Do you imagine parks where children play, boisterous public gatherings and quiet neighborhood get-togethers? Do you imagine people working toward common goals, such as a food drive, coaching little league, planting a tree or a street cleanup?
Or do you imagine something completely different?
Let’s examine this further. A community is a fellowship in organized society, or a grouping of people that have something in common. This “something in common” can be simply physically where you live, whether it is your preference or where you can afford. It can also be based on what you believe or intend to pursue such as belonging to a religious organization, a social group or an academic panel. Or it can be driven by circumstance, such as a need or risk, including homelessness or illness.

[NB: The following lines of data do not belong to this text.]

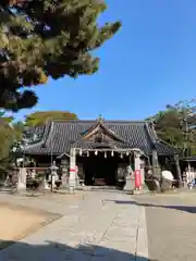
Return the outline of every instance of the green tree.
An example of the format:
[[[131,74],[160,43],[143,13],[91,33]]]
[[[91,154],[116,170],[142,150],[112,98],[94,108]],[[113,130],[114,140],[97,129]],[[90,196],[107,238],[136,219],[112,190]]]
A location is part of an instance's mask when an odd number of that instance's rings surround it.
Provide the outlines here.
[[[35,127],[46,124],[51,120],[77,120],[77,115],[75,113],[71,113],[68,111],[42,111],[35,112],[26,116],[25,125],[28,127]]]
[[[0,1],[0,108],[32,108],[34,89],[48,77],[76,78],[97,72],[91,52],[121,27],[98,25],[107,9],[99,0]]]
[[[196,151],[196,105],[195,100],[180,101],[167,105],[149,121],[156,123],[158,136],[164,141],[177,147],[182,154],[193,154]]]

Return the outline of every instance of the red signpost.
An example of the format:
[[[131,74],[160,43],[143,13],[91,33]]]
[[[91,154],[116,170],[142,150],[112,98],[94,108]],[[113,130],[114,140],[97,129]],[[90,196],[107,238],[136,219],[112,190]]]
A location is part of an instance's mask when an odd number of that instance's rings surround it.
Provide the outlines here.
[[[135,188],[140,188],[142,185],[142,176],[140,176],[140,170],[135,170]]]

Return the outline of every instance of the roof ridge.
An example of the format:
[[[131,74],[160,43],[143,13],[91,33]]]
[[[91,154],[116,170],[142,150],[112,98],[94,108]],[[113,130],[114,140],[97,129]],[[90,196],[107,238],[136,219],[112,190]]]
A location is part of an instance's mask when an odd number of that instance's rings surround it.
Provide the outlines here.
[[[47,124],[50,124],[51,122],[53,123],[96,123],[97,121],[96,120],[50,120],[46,123]],[[105,120],[103,123],[109,123],[109,124],[145,124],[147,123],[147,121],[123,121],[123,120]]]

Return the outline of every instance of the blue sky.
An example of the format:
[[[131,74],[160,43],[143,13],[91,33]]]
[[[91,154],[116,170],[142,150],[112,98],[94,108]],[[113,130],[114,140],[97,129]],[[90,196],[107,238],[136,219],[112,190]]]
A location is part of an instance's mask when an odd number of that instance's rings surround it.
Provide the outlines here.
[[[108,0],[100,22],[122,29],[97,51],[93,76],[49,80],[36,87],[34,111],[64,110],[79,119],[143,120],[196,94],[196,1]]]

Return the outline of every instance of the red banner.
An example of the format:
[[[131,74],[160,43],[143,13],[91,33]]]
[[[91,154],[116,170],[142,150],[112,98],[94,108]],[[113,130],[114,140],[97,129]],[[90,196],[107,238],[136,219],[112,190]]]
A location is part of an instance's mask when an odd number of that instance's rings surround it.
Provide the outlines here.
[[[135,170],[135,188],[139,188],[142,183],[140,170]]]

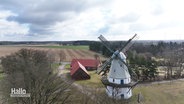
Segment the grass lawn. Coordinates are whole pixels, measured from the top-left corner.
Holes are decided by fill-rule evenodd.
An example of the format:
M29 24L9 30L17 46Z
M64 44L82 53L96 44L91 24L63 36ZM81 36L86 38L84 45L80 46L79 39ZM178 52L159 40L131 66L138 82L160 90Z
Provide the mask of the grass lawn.
M76 81L77 84L82 86L87 86L91 88L102 88L104 85L101 82L101 76L96 73L96 71L88 71L89 75L91 76L88 80L79 80Z
M89 50L88 45L69 45L69 46L37 46L37 47L42 47L42 48L62 48L62 49L84 49L84 50Z
M143 104L184 104L184 82L138 86L133 90L131 104L137 104L137 94L143 95Z
M70 64L65 65L65 69L70 69Z

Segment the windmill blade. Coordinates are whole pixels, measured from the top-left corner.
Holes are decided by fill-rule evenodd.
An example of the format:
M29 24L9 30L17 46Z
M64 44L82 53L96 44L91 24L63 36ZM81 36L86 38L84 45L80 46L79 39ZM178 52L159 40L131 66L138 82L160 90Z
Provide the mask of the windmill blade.
M100 69L98 69L97 73L100 74L102 71L106 71L107 66L111 63L111 61L113 60L113 58L109 58L101 67Z
M123 49L126 50L126 47L128 48L129 44L131 43L131 41L132 41L136 36L137 36L137 34L135 34L132 38L130 38L130 39L125 43L125 45L124 45L122 48L119 49L119 51L123 51ZM124 51L125 51L125 50L124 50Z
M123 59L121 59L120 57L118 57L118 59L127 67L127 69L129 69L128 64ZM128 70L126 71L129 72Z
M98 38L101 40L102 44L103 44L111 53L114 52L114 51L111 49L111 44L110 44L110 42L107 41L107 39L105 39L105 37L104 37L103 35L100 35Z
M127 45L125 46L125 48L123 48L122 52L125 53L125 52L135 43L135 40L138 40L138 38L139 38L139 37L136 35L136 36L133 38L133 40L132 40L129 44L127 44Z

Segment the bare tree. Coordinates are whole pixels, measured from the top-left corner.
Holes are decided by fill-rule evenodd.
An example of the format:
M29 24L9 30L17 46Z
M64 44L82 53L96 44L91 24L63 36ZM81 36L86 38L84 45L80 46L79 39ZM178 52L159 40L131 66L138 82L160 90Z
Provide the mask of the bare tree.
M62 49L59 50L58 54L59 54L59 62L61 63L66 58L66 56Z
M65 104L69 102L70 83L65 83L49 67L45 51L21 49L4 57L2 66L7 74L2 83L3 103ZM23 88L30 97L10 97L11 88Z

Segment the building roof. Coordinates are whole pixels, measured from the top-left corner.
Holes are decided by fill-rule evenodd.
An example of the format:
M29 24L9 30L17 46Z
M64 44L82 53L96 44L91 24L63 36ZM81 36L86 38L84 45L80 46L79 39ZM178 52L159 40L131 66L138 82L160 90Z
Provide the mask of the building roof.
M84 67L97 67L99 66L100 62L98 60L95 59L73 59L71 62L71 66L73 66L73 64L78 61L80 62Z
M76 80L90 79L90 75L86 68L78 61L73 64L72 70L70 70L70 75Z

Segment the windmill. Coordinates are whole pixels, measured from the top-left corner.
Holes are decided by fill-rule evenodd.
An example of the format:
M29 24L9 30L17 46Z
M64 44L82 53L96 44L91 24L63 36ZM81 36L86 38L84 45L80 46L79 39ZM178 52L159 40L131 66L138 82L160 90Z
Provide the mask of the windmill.
M112 56L102 64L97 71L98 74L106 75L107 67L111 64L108 75L102 77L102 83L106 86L106 92L109 97L115 99L129 99L132 96L132 88L138 83L131 82L131 76L124 54L124 52L130 48L132 45L131 41L135 39L136 36L137 34L116 51L112 50L110 42L108 42L105 37L102 35L98 37L102 44L112 53Z

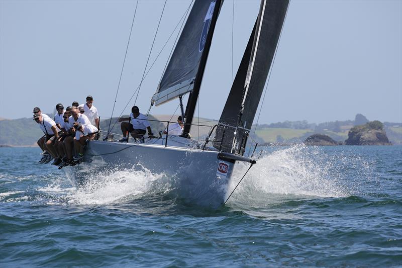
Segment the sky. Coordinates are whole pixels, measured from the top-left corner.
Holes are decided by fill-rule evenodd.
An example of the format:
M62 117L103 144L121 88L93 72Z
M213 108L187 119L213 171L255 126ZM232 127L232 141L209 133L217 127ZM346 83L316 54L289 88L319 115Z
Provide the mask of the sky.
M144 72L164 3L138 3L114 116L128 114L134 104L135 96L129 101ZM167 1L147 69L190 3ZM0 117L30 117L36 106L52 113L57 103L83 103L88 95L101 119L110 117L136 4L0 0ZM232 62L235 74L259 7L258 1L225 1L196 116L219 118ZM142 112L149 108L177 34L141 84L136 105ZM259 124L353 120L357 113L402 122L402 1L291 1L267 88ZM172 114L178 104L153 107L150 113Z

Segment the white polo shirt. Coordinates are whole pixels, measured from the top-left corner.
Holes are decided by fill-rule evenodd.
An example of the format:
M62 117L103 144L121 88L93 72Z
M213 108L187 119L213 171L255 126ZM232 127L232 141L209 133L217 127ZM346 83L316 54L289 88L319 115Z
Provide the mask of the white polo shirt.
M82 128L83 129L83 132L78 131L75 132L76 140L79 140L80 138L83 136L86 136L87 135L91 133L97 132L97 128L96 128L96 127L91 125L90 124L82 125Z
M78 118L77 119L76 121L74 119L74 117L72 116L68 118L68 129L72 128L74 126L74 123L75 122L79 123L81 125L87 125L91 123L86 115L78 114Z
M143 129L145 130L149 126L149 122L148 122L148 118L141 113L137 118L134 118L133 113L130 114L130 123L133 125L133 128L134 129Z
M165 131L166 129L165 129ZM169 135L175 135L176 136L180 136L181 135L181 132L183 131L183 129L181 128L181 126L179 125L178 123L174 123L173 124L169 124L169 131L167 134Z
M64 125L63 122L64 122L64 119L63 118L63 115L64 114L65 112L65 111L63 110L63 113L61 115L59 115L58 113L56 113L56 114L54 115L53 119L54 122L56 124L59 124L62 127L63 127L63 125Z
M42 117L42 122L40 124L39 127L44 133L49 135L54 135L54 132L52 129L52 127L53 126L56 126L56 123L50 118ZM58 132L60 131L60 129L57 126L56 126L56 130Z
M84 108L84 114L89 119L91 124L96 127L96 124L95 123L95 119L99 118L99 116L97 114L97 109L93 105L91 106L90 108L86 103L80 105L78 106L78 108L79 107Z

In 1887, German Sociologist Ferdinand Tonnies, wrote that community was an extension of family and kinship which forms a “unity of will.” That is to say, a community, made up of people, was greater than the sum of its parts, and was its own entity. Historically a community was known to be a subset of a larger whole, such as a metropolis or country. Although typically tied to a geographic location, or people in close proximity to each other, the advent of the Internet has made the community “entity” virtual. This only emphasizes that membership, and not physical connection, is its defining factor, and that this “unity of will” based on “things in common” can scale infinitely.
A community is not a building block of social infrastructure, such as city or providence. It is a building block of social order. It allows us to build social networks, social contracts, an exchange of expectations based on norms and reciprocity. These concepts are summarized as “social capital,” a term defined by the political scientist, Robert Putnam.
A community is more than common interests that form an entity. It is an identity. And when a large number of people identify with something they feel strongly about, it wields great power.
Community has a power to create. It creates a sense of belonging, togetherness, and good will. It creates security, balance, comfort and peace. It instills in its members the sense of being part of something greater than themselves, creating a natural hierarchy, and a purpose.
But community also has power to destroy. When disrupted, there is a natural loss of control that creates fear. When two communities come into conflict, a “zero-sum game” is formed. We will explore the cruelty of the zero-sum game in a later entry, however, it operates under the assumption that resources between competitors are limited, and one competitor’s loss is the other’s gain. This creates a defensive “us verses them” construct, and ridged boundaries.
It is when we balance this ability to create and destroy we must remember that we all belong to the same “human community.” Although we identify with many things…where we live, what we believe, life circumstances…we are all humans, and all are helpless, and all have the ability to help others.
Let us all, every one of us, become members of the “kindness community.”